The deficit of external accounts continues to grow. Cumulative current and capital accounts reached € 1,787 million in April, a significant increase over the € 27 million deficit recorded in the same month last year.
The data was released by the Bank of Portugal (BdP) on Tuesday, June 21st. “The Portuguese economy needs to raise € 1,787 million by April 2022,” the central bank emphasizes. Not only are the deficits higher than those recorded in April last year, but they are getting worse year-on-year with each passing month.
The current and capital account deficit in April was € 470 million, a reduction of € 40 million compared to the same period in 2021. This improvement is primarily due to an increase in the balance of € 909 million in the surplus. The increase in services and the decrease in the primary income deficit of € 212 million explain BdP.

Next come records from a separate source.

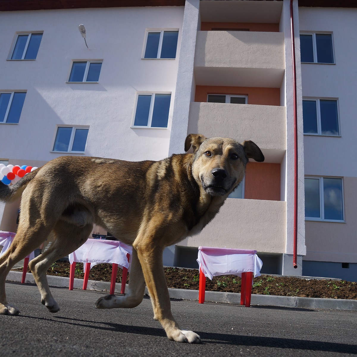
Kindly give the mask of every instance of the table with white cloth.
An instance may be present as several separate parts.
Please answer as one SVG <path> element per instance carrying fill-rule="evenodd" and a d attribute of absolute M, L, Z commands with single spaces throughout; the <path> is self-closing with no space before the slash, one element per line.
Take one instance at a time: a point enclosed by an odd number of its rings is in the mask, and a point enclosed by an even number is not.
<path fill-rule="evenodd" d="M 0 250 L 0 257 L 5 254 L 10 247 L 16 235 L 16 233 L 12 232 L 0 231 L 0 247 L 2 247 Z M 21 279 L 21 282 L 22 283 L 25 282 L 26 278 L 26 273 L 27 272 L 27 267 L 29 265 L 29 262 L 30 260 L 32 260 L 34 257 L 35 253 L 34 252 L 31 252 L 24 259 L 24 268 L 22 269 L 22 275 Z"/>
<path fill-rule="evenodd" d="M 200 267 L 198 302 L 205 301 L 206 277 L 233 275 L 241 277 L 241 305 L 250 306 L 253 278 L 260 275 L 263 265 L 256 250 L 199 247 Z"/>
<path fill-rule="evenodd" d="M 123 270 L 121 292 L 124 294 L 126 275 L 130 270 L 130 258 L 132 247 L 119 241 L 90 238 L 82 245 L 69 256 L 70 270 L 70 290 L 73 288 L 74 271 L 76 262 L 83 263 L 84 267 L 83 290 L 87 288 L 90 270 L 96 264 L 109 263 L 112 265 L 110 293 L 114 293 L 118 267 Z"/>

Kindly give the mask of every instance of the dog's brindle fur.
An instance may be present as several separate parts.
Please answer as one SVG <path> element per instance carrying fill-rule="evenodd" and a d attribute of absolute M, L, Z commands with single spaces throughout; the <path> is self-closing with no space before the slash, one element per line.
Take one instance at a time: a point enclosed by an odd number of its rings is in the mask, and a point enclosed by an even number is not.
<path fill-rule="evenodd" d="M 0 314 L 19 314 L 6 301 L 6 276 L 51 231 L 54 242 L 29 266 L 41 302 L 51 312 L 58 311 L 46 272 L 82 245 L 95 223 L 134 248 L 126 293 L 101 297 L 96 307 L 136 306 L 146 283 L 154 318 L 169 339 L 200 342 L 197 334 L 181 330 L 171 314 L 163 250 L 200 232 L 242 181 L 248 159 L 262 161 L 264 156 L 251 141 L 241 144 L 231 139 L 190 134 L 185 150 L 191 145 L 193 154 L 174 155 L 159 161 L 62 156 L 12 186 L 0 183 L 1 200 L 10 202 L 22 195 L 17 234 L 0 258 Z"/>

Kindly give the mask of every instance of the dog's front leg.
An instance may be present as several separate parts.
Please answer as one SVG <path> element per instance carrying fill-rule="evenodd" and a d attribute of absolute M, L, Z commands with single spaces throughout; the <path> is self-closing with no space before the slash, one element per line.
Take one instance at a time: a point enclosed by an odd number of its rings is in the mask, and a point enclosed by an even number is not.
<path fill-rule="evenodd" d="M 162 266 L 162 249 L 150 238 L 134 242 L 141 264 L 154 311 L 154 319 L 160 322 L 169 340 L 177 342 L 199 343 L 200 336 L 192 331 L 182 330 L 171 312 L 167 285 Z"/>

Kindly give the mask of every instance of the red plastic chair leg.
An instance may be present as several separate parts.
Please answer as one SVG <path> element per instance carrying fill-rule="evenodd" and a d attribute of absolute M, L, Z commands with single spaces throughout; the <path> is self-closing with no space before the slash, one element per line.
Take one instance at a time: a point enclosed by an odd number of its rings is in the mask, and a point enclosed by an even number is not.
<path fill-rule="evenodd" d="M 110 293 L 112 295 L 115 290 L 115 282 L 116 281 L 116 273 L 118 272 L 118 265 L 115 263 L 112 264 L 112 277 L 110 280 Z"/>
<path fill-rule="evenodd" d="M 205 302 L 205 293 L 206 292 L 206 277 L 200 268 L 200 283 L 198 288 L 198 303 Z"/>
<path fill-rule="evenodd" d="M 85 265 L 84 278 L 83 279 L 83 290 L 87 290 L 87 284 L 88 284 L 88 278 L 89 277 L 89 271 L 90 270 L 90 263 L 86 263 Z"/>
<path fill-rule="evenodd" d="M 73 282 L 74 281 L 74 271 L 76 269 L 76 262 L 71 264 L 69 268 L 69 290 L 73 290 Z"/>
<path fill-rule="evenodd" d="M 128 261 L 130 260 L 130 255 L 127 253 L 126 255 Z M 121 277 L 121 288 L 120 289 L 120 293 L 124 294 L 125 292 L 125 285 L 126 285 L 126 277 L 128 276 L 128 270 L 125 267 L 123 267 L 123 274 Z"/>
<path fill-rule="evenodd" d="M 241 305 L 245 305 L 246 273 L 242 273 L 242 284 L 241 286 Z"/>
<path fill-rule="evenodd" d="M 24 269 L 22 270 L 22 276 L 21 278 L 21 282 L 23 284 L 26 278 L 26 273 L 27 272 L 27 267 L 29 266 L 29 261 L 30 260 L 29 257 L 26 257 L 24 260 Z"/>

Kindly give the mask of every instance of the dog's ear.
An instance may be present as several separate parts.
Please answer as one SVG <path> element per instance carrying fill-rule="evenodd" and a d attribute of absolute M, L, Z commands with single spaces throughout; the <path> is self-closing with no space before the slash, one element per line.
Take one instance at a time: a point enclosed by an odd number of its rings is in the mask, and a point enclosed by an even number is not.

Second, the central bank added that these effects were mitigated by a reduction in commodity balance deficits of € 975 million and a secondary income surplus of € 145 million.
Imports increase more than exports
The deficit of the financial account increased to € 1,975 million because imports exceeded exports (29% and 15.9%, respectively) and the value of exports and imports exceeded those recorded in April 2019. It reflects. Pandemic.
Service imports and exports increased by 108.1% and 61.3%, respectively, compared to April 2021, exceeding pre-pandemic values. “The increase associated with 2021 has contributed specifically to the areas of travel and tourism, air transportation and telecommunications, IT and information services,” BdP emphasizes.
Only travel and tourism imports and exports increased by 382.1% and 139.6% year-on-year, respectively, “the surplus of this item can increase by € 942 million,” the Bank of Portugal adds. Exports and imports exceeded April 2019 values by 13% and 7%, respectively.
The deficit in the primary income account decreased by € 212 million compared to April 2021 due to increased foreign dividends. Due to the decrease in European funds allocated to the ultimate beneficiaries, the surplus in the secondary income account decreased by € 145 million.
BdP explains that the capital account surplus has increased by € 38 million on the back of investment assistance.